The brutal fact is that we only avoided losing more crews by sheer
good luck and the extremely limited number of flights. The
'experience base' and 'design generations' are non issues - because
niether existed then or now.

[1] In the sense that experience with one had only an extremely
limited 'feed forward' to the next.

D.
--
Touch-twice life. Eat. Drink. Laugh.

-Resolved: To be more temperate in my postings.
Oct 5th, 2004 JDL
Derek Lyons
Posted: Wed Mar 07, 2007 12:06 pm
Guest
"Danny Deger" <dannydeger@hotmail.com> wrote:

Quote:
Is Orion to the moon a good "practice" mission for a trip to Mars?

No.

D.
--
Touch-twice life. Eat. Drink. Laugh.

-Resolved: To be more temperate in my postings.
Oct 5th, 2004 JDL
ed kyle
Posted: Wed Mar 07, 2007 12:12 pm
Guest
On Mar 7, 8:42 am, "Jorge R. Frank" <jrfr...@ibm-pc.borg> wrote:
Quote:
"ed kyle" <edkyl...@hotmail.com> wrote innews:1173244154.705840.40180@j27g2000cwj.googlegroups.com:

On Mar 6, 10:24 pm, "Jorge R. Frank" <jrfr...@ibm-pc.borg> wrote:
"ed kyle" <edkyl...@hotmail.com> wrote
innews:1173240759.534853.186140@c51g2000cwc.googlegroups.com:

But it will fly. When it does, I think that it has a very good
chance
of proving to be the safest human launch system ever fielded.

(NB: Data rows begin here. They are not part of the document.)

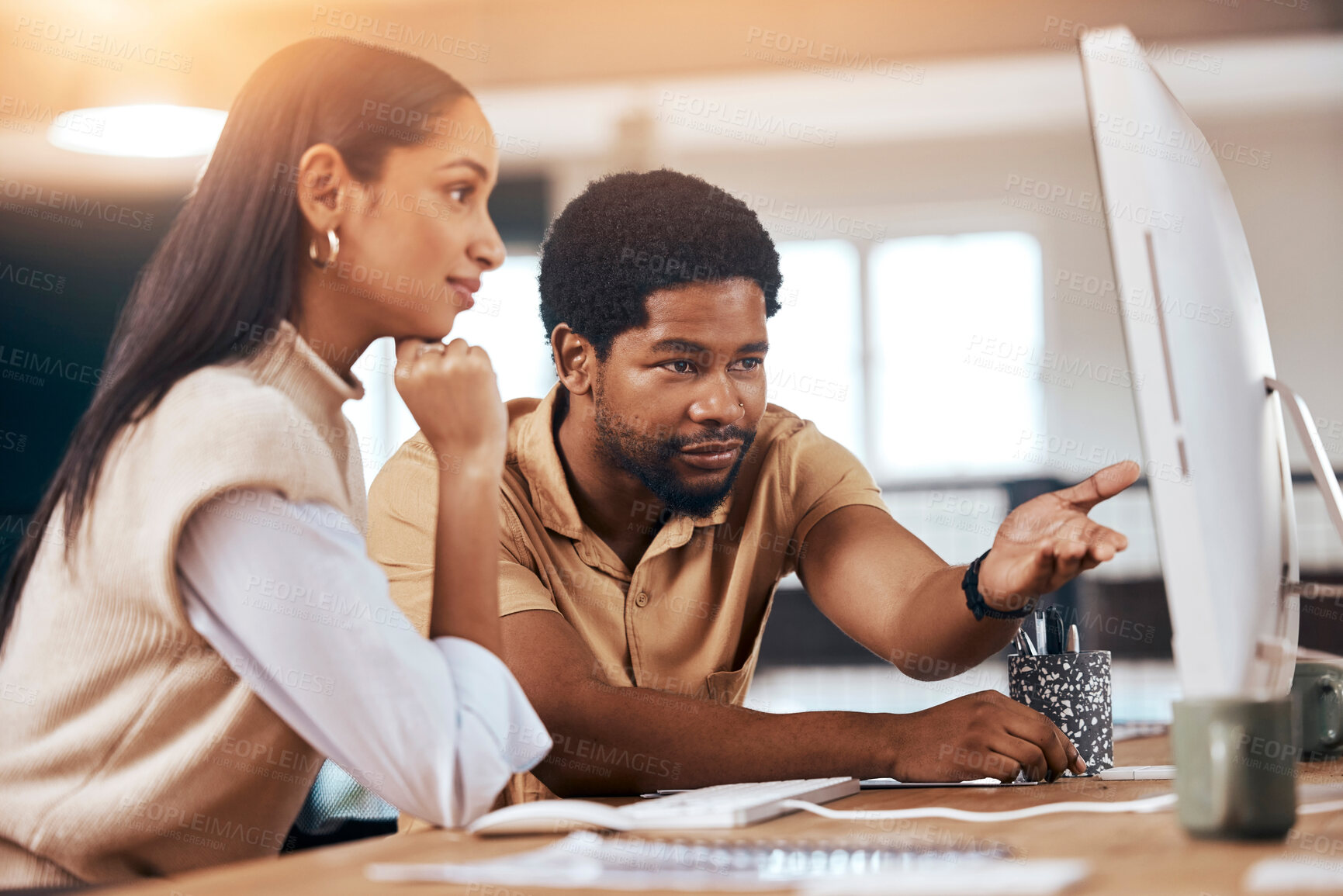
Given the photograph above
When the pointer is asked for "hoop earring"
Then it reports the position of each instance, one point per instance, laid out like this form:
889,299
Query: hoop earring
334,240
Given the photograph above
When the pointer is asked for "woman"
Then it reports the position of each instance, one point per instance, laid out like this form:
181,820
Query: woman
198,618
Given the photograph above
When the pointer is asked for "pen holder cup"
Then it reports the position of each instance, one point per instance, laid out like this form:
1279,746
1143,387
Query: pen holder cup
1072,690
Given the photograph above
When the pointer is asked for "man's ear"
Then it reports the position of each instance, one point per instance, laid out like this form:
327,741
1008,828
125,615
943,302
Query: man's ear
575,360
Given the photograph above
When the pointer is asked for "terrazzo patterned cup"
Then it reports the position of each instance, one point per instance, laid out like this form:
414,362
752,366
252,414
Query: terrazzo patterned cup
1072,690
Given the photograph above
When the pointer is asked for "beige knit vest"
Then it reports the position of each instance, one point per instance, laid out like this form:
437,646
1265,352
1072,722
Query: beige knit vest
128,747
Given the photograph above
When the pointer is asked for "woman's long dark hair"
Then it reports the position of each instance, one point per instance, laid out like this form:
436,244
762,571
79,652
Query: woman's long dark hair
229,258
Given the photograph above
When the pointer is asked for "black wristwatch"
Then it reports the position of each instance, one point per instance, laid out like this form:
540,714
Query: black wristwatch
975,600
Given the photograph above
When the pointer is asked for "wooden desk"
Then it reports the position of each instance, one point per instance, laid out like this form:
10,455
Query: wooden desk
1128,853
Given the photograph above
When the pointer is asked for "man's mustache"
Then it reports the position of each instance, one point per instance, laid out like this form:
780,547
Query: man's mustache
724,434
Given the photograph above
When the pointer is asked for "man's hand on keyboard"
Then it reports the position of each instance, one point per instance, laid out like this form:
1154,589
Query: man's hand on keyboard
981,735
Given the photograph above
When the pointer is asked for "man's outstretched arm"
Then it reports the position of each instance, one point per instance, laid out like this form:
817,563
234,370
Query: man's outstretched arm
628,740
892,594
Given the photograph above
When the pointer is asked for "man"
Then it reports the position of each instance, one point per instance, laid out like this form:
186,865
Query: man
653,500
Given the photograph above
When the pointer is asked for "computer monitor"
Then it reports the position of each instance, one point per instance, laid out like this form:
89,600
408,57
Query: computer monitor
1196,336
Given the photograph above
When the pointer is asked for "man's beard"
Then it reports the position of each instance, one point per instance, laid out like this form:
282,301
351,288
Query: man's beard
649,460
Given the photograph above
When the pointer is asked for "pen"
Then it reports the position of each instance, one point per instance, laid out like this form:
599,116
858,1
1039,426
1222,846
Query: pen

I think Orion's chances of flying over fifty flights in its entire
operational lifetime are low, but assuming it does, its chances of
getting through its first 58 flights without a fatal accident (which
is what it will need just to match the shuttle's safety record,
currently the best of any manned spacecraft) are even lower.

What makes you think that?

Several reasons. I've been thinking about it overnight to try to rank
them and right now this is the best I have:

1) Human error is the cause of 80% of aviation accidents and this pattern
is continuing in spaceflight. Out of five fatal accidents (Apollo 1,
Soyuz 1 and 11, STS-51L and 107), human error was a primary cause of all
but Soyuz 11. .... There is no reason to believe that Orion will be
immune to this.

2) All spacecraft have design flaws; ... And Orion already has one
obvious flaw, common to all current and historical capsules: the
necessity of jettisoning critical parts of the spacecraft during the
window between deorbit and entry interface. ....

3) Orion's projected flight rate is so low that I believe reusability
will prove to be non-viable. That means a big hit to component
reliability since Orion's systems will never get out of the "infant
mortality" part of the "bathtub curve."

I attribute at least some of the failures you mentioned
(the U.S. failures especially) to design flaws.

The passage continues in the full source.